Professor Carla Shatz of Stanford University and her colleagues have discovered a way to revert an adult brain to the “plastic”, child-like state that is more able to form new connections quickly. The technical term “plastic” implies the ability to adapt or shape itself to new conditions. The striking results were revealed through experiments on a protein expressed in brain cells known as PirB (this is the name of the protein in the animal model, in humans it is called “LilrB2″), which seems to stabilize neural connections.
Stability protects against loss of learned skills or information, but at the same time hampers the acquisition of new ones. The scientists found that interfering with the normal function of the neuron-stability molecule PirB had the remarkable effect of reverting at least one part of the brain to a more malleable state that could easily recover from damage, rewire itself and learn new skills. The study is exciting for not only its therapeutic implications, but also for the emerging field of brain and cognition-enhancing drugs.
The scientists worked in a model animal and disrupted the regular function of a receptor called PirB. The receptor, which is also found in humans, was removed from the visual cortex specifically by either acute shut-down of its gene using genetic engineering tools or repression of its function with a drug. When the animals were forced to use one eye (thus mimicking “amblyopia”, or “lazy eye” in common parlance), the neural circuits of the visual centers of the brain rewired better to the remaining good eye compared to animals for which the PirB molecule was not suppressed. The results held true in the adult animal, not just during the critical development period when the brain is naturally extremely plastic.
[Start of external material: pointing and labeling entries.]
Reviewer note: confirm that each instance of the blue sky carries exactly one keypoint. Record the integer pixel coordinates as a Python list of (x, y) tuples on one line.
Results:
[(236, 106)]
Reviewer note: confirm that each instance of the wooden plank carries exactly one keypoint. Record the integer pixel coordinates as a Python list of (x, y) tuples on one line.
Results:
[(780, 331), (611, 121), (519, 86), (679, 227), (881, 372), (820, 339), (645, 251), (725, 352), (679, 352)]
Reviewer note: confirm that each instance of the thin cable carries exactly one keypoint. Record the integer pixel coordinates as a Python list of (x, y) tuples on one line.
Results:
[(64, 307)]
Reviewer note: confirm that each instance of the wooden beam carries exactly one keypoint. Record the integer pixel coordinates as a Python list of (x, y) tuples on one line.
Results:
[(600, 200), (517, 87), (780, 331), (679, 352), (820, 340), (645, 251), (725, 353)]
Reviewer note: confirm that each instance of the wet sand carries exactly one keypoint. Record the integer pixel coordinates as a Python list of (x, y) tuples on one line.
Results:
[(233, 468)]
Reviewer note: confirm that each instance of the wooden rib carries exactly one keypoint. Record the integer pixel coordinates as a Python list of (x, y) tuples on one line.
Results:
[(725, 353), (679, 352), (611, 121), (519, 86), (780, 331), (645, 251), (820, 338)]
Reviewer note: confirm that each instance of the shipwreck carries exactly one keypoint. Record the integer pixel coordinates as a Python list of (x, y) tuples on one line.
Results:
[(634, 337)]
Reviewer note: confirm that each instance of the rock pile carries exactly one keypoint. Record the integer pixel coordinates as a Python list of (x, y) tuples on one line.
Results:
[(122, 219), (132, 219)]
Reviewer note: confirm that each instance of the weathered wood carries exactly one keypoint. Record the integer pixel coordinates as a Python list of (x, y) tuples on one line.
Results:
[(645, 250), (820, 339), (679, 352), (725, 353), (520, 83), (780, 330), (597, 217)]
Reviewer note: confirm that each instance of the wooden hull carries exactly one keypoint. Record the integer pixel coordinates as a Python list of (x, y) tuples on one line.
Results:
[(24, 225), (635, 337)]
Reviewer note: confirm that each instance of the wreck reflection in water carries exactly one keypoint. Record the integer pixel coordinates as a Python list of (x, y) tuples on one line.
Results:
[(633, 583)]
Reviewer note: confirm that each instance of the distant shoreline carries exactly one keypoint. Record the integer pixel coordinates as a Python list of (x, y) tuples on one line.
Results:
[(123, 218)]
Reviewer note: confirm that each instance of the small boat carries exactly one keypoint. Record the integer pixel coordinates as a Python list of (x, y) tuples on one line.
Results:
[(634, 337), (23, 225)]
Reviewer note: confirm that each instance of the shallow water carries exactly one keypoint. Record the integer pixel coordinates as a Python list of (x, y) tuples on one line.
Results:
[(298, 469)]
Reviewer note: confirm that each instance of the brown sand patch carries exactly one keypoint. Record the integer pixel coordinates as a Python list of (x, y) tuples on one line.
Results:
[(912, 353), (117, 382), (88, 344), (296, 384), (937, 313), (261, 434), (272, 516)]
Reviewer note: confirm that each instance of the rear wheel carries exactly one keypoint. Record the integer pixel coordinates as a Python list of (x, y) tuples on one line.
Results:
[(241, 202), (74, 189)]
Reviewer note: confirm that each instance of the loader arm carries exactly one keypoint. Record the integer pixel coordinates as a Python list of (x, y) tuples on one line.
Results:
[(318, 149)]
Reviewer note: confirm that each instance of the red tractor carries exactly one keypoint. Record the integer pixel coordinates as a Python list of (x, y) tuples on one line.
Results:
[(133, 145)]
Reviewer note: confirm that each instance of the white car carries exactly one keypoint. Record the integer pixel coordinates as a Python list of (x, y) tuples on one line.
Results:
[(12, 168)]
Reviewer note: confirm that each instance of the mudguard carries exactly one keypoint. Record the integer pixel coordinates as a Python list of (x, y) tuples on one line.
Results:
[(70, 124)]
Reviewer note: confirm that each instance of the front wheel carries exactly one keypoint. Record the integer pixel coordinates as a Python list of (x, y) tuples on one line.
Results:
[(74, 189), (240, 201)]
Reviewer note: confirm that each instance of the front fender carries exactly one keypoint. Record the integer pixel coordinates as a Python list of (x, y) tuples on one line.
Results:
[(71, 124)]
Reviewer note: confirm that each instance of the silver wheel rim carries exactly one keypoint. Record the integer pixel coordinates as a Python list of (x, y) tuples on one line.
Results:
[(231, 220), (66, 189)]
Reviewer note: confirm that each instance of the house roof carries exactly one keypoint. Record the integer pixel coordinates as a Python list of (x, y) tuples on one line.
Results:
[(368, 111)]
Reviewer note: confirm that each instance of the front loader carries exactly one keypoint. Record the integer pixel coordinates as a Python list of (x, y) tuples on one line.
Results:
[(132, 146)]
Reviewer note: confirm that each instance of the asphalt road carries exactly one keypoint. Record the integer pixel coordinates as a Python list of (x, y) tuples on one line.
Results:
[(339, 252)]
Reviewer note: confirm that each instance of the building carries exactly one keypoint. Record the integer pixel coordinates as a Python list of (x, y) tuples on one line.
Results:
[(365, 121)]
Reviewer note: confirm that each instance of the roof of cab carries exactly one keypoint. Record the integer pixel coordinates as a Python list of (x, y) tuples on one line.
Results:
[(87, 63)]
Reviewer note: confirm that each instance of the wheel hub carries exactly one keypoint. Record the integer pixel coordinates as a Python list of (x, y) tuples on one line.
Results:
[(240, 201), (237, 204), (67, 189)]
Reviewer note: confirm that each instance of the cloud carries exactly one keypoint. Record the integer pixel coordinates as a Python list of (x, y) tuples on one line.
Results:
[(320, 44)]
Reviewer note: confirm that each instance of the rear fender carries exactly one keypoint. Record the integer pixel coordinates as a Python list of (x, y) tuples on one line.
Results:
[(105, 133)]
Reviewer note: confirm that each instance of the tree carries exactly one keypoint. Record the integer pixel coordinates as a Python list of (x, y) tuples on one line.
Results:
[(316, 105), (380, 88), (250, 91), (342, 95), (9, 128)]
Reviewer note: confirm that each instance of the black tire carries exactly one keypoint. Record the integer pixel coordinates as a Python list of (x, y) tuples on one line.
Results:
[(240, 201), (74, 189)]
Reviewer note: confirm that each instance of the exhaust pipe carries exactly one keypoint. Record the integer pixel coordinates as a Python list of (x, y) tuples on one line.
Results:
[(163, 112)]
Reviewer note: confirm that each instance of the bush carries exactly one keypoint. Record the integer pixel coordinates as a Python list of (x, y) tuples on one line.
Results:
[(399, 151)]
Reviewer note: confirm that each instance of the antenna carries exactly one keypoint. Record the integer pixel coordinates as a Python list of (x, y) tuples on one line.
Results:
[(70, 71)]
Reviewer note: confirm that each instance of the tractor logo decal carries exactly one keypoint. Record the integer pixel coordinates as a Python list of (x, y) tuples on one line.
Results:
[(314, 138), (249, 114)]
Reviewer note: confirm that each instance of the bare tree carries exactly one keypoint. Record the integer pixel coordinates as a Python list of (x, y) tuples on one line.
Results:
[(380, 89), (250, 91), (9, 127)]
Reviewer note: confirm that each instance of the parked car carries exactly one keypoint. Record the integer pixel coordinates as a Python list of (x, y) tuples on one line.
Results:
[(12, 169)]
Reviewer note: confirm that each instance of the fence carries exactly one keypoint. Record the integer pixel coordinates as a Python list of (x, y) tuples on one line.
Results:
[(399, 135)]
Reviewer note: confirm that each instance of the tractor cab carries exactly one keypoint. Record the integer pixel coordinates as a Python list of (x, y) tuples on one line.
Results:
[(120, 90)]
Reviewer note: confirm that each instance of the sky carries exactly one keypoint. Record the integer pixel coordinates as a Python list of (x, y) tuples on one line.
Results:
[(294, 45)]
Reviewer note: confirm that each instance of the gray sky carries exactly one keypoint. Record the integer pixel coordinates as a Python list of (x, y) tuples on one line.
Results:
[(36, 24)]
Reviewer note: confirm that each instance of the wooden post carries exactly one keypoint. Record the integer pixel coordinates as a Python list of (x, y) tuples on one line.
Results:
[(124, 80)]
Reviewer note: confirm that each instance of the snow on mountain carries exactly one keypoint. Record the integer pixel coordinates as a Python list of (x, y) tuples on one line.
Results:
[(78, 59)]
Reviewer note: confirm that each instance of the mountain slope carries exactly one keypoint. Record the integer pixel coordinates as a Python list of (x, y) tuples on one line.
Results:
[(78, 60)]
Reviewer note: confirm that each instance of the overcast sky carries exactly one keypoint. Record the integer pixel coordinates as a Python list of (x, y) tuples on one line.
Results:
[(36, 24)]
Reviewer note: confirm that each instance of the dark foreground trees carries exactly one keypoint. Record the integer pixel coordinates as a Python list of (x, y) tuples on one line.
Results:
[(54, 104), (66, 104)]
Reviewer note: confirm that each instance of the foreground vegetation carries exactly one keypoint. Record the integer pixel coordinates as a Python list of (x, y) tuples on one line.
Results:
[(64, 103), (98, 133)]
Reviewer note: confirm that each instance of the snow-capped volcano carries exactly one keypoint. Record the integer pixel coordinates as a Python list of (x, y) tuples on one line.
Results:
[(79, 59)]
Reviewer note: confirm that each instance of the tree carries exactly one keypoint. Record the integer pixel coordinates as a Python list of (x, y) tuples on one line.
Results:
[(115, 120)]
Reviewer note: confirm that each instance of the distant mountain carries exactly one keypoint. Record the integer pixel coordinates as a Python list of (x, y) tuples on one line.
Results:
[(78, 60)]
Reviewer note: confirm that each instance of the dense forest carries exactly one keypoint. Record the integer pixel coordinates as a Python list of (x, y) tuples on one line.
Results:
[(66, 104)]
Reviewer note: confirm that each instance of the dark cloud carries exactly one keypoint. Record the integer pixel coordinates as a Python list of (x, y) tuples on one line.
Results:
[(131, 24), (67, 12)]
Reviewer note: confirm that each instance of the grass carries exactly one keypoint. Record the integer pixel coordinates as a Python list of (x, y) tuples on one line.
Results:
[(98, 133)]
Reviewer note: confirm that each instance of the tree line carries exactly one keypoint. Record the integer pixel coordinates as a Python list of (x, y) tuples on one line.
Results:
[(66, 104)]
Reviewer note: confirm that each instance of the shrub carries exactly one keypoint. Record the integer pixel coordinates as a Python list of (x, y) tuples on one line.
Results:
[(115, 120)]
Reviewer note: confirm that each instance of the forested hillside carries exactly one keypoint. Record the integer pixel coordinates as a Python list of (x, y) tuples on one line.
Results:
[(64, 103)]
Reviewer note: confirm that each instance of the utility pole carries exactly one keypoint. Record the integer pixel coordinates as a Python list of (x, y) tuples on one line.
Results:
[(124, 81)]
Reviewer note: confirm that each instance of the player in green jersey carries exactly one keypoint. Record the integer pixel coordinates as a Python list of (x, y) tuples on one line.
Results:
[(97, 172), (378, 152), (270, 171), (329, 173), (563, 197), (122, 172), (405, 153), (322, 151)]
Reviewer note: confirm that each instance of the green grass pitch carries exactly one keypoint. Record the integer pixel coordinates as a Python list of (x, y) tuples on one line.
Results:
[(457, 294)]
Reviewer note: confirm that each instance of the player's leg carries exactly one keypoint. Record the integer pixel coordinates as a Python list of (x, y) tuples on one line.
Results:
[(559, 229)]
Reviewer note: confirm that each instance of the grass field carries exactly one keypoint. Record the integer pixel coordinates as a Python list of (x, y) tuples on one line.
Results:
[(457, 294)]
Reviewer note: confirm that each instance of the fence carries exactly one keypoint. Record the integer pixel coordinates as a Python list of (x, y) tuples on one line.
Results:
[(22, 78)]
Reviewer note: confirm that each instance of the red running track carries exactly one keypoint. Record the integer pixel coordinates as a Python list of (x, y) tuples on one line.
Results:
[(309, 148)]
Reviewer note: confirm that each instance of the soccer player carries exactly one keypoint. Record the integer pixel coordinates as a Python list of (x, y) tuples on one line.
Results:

The strategy of disrupting PirB holds true not only for the specific case of lazy eye, but also for other types of neural pathologies, including those that arise from acute injuries such as strokes. Interestingly, the PirB molecule seems to be involved in immunity although it was found, at least in the mouse, to be expressed throughout the brain in mice regardless of age. Prior experiments show that the human version, LilrB2, may play a role in Alzheimers disease. Scientists have found that amyloid beta, a protein that is highly abundant in brains of patients with Alzheimers, binds to the LilrB2 protein. In animal experiments the binding leads to loss of synaptic plasticity.
The molecule used in this study to interfere with and diminish the effect of PirB was a soluble “ectodomain” of PirB. Since PirB is a receptor molecule, flooding it into the bloodstream or an organism, whether animal or human, should have the effect of “soaking” up the natural target or ligand molecule which drives the activity of the pathway. A genetic method was also used to turn off the receptor at different points of development in the animal.
One challenge remains in the targeting of LilrB2 in humans. Humans have 5 similar variants named LilrB1 through LilrB5. Disruption may be required in more than one of the proteins.
Dr. David Bochner and Richard Sapp contributed equally as primary authors.
The research was published on Oct 15, 2014 in Science Translational Medicine.